Financial planning is not about indiscriminately chasing investment returns – it’s about managing certainty of outcome.
Speaking at its 2nd annual Retirement Seminar, Peter Nieuwoudt, director and former chief executive of The Wealth Corporation, said to avoid errors of judgement and irrational financial decisions, investors need to follow a proper process. They have to understand risk, need to be able to predict investment returns with a reasonable degree of dependability over the long-term and need to manage outcomes with an appropriate asset allocation.
Once a financial plan has been devised (in consultation with a financial advisor), investors need to stick to it, he said.
Understanding volatility risk
The table below demonstrates the importance of managing volatility risk in retirement.
Source: The Wealth Corporation
If R100 is invested, R12 is withdrawn each year and the average annual return is 7%, the sequence of returns can make a significant difference to the amount of money that is left after ten years.
Nieuwoudt said if an investor received the same 7% return every year, he would have R30 left after a ten-year period. If he achieved higher returns in the early years, followed by lower returns, the investor would have R50 left after a decade. However, if the market performs poorly early on and higher returns only follow later, the investor would have nothing left after ten years.
“The same investment return with a different sequence of returns can have a dramatic impact on my investment outcome,” Nieuwoudt said.
A professional can help investors to construct a portfolio where risk and volatility are managed, he said.
“Without that one runs the risk of capital not lasting the distance.”
Nieuwoudt said while nobody knows what would happen in investment markets over the next year, investment return predictions become increasingly accurate the longer individuals stay invested.
Based on historic returns, the graph below shows that the probability of losing money in a well-constructed multi-asset investment portfolio over a one-year period is roughly 18%. It reduces to about 2% over a five-year period.
Source: The Wealth Corporation
Thereafter the probability of losing money is rather negligible.

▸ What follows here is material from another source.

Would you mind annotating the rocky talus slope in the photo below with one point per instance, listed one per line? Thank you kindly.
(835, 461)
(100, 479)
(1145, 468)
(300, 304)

“Volatility needs to be managed – not in the long-term but in the short-term.”
Nieuwoudt said a sensible financial management process considers the individual’s investment time horizon, future cash flows and a suitable asset allocation.
He said the pensioner’s short-term needs could be catered for by safer investments. Short-term volatility could be managed by investing the money needed for the next year or two in a money market fund. As the investment term is extended, growth assets could be added to the equation to capture better returns in the long run.
Asset allocation drives certainty of outcome in the long-term, he said.
Nieuwoudt said the role of a financial advisor is to help the pensioner to construct a plan that manages risks and creates more certainty.
In the preface to Benjamin Graham’s The Intelligent Investor, Warren Buffett wrote: “To invest successfully over a lifetime does not require a stratospheric IQ, unusual business insights, or inside information. What’s needed is a sound intellectual framework for making decisions and the ability to keep emotions from corroding that framework.”
It is important to have a proper financial planning process for making decisions, Nieuwoudt said.